Earlier versions (1.0–2.x) were Hebrew-only.
Troubleshooting
"OPENQT.HLP not found" when I open Help → Docs…
Two common causes. (1) DOSBox's drive cache is stale — if you added
or regenerated OPENQT.HLP on the host while DOSBox was already
running, run rescan inside DOSBox to invalidate its cached
directory listing, then try Docs… again. (2) Your DOS working
directory isn't where the file lives.

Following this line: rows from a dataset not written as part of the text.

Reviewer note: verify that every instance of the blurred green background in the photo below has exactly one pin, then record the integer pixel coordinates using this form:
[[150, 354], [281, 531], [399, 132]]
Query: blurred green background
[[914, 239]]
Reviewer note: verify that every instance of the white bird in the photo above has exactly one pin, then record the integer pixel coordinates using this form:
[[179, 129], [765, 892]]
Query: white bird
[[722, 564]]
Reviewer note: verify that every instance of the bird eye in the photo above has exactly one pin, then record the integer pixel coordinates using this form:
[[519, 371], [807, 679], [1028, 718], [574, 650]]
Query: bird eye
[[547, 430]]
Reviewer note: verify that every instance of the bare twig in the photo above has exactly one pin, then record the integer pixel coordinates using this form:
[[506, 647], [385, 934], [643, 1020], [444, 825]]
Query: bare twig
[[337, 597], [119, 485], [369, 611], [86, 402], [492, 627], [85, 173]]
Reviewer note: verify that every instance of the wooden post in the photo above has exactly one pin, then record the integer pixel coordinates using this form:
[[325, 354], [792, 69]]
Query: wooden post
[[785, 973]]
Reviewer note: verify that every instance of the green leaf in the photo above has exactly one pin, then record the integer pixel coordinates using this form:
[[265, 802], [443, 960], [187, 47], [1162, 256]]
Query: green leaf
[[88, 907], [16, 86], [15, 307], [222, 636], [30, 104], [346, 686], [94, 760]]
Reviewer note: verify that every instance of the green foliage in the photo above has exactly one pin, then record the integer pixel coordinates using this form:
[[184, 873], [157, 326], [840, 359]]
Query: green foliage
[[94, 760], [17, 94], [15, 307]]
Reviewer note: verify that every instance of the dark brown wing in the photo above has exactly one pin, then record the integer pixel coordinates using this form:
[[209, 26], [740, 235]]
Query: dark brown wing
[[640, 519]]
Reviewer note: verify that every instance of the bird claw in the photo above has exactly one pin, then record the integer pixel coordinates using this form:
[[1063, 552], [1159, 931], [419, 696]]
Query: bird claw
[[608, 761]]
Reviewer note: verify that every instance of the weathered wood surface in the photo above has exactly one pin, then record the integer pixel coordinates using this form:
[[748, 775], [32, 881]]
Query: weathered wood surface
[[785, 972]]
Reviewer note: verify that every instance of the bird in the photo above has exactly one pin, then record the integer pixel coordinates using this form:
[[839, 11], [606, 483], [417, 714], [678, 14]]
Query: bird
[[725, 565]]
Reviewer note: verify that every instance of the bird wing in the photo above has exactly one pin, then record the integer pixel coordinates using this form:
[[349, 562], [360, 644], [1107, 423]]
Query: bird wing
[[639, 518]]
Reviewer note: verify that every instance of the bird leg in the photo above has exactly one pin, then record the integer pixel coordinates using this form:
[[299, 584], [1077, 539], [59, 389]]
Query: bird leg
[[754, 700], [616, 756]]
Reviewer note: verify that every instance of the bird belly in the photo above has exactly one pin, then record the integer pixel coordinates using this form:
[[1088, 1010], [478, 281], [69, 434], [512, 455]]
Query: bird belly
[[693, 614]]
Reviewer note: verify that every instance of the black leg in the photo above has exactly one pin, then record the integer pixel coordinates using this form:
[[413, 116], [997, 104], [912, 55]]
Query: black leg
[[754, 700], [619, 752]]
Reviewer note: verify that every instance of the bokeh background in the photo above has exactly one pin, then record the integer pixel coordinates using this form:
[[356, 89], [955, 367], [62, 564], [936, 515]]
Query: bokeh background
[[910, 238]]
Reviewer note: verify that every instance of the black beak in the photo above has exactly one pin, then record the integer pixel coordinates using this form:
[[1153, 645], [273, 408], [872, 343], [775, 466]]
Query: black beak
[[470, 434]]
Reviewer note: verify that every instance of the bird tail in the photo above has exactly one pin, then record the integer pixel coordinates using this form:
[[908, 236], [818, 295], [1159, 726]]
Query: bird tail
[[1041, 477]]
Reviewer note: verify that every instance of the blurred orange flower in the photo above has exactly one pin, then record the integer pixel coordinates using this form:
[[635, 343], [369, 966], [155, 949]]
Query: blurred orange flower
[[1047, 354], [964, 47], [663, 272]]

The viewer searches current
dir, parent dir, \OPENQT\, and C:\OPENQT\ in that order — if
none match, copy OPENQT.HLP next to your working file or cd \OPENQT before launching OQT 3. To regenerate the file from its
UTF-8 source: python3 make_hlp.py on the host.
Tri-script OQT 3 shows Hebrew correctly but Arabic as gibberish
(or vice-versa).
Almost always means an old ARABVGA.COM is still being picked up
instead of the new ARABVGA.EXE. The pre-3.2 ARABVGA did a full
256-character upload regardless of arguments — running it second
trampled HEBVGA's Hebrew, running it first got trampled by HEBVGA.
Verify with ARABVGA /? in DOSBox: the output should be the multi-line
help text mentioning /P -> partial upload, 0xA0-0xFE only. If you see
"loaded embedded CP864 Arabic font" instead, the stale binary is
running. Delete ARABVGA.COM, rebuild from arabvga.c, and re-run.
The editor opens in Hebrew when I run OQTA.
Most likely there are two OPENQT.EXE files in the directory and DOS
is picking the older one (case-insensitive lookup). Delete any stale
copy and rebuild. The current binary should be ~75 KB.
Arabic letters appear as isolated glyphs, not connected.
Confirm the binary is from version 3.1 or later — the editor header
in openqt.c line 4 should say Version 3.1 or Version 3.2. Older
binaries don't run the shaping pass.
Menus and dialog boxes look corrupted under OQTA.
This is partly expected: CP864 reuses the byte range 0xC0–0xDF where
CP437 normally has box-drawing characters. The launcher passes /A to
OPENQT, which switches dialog drawing to ASCII characters to avoid
the clash. If you see Arabic letters in dialog frames, the /A flag
isn't reaching the binary — check that you launched via OQTA.BAT or
OQT A, not OPENQT directly.
LibreOffice shows the Arabic text correctly, but OpenQT's screen
looks slightly off in some words.
This is the v3.2 limitation: a few letters (Tah, Zah, Yeh-Hamza, plain
Lam-Alef without madda) lack separate positional-form glyphs in CP864.
The export to UTF-8 is fine — the on-screen rendering is just a font
limitation. Adding custom glyphs via a modified font upload would fix
this.
txt2oqt reads my UTF-8 file as legacy DOS.
The file might lack a BOM. Either save it from LibreOffice with the
"Use Unicode (UTF-8)" and "Include BOM" options checked, or pass
/U to txt2oqt to force UTF-8 mode.
Typing Hebrew on Linux works fine but my keys do nothing in DOSBox.
Make sure your DOSBox keyboard layout is set to a US layout (or
whatever maps physical keys to ASCII unchanged). OpenQT does its own
mapping from ASCII to Hebrew/Arabic via heb_map[] and arab_map[],
so it expects ASCII-style keystrokes coming in.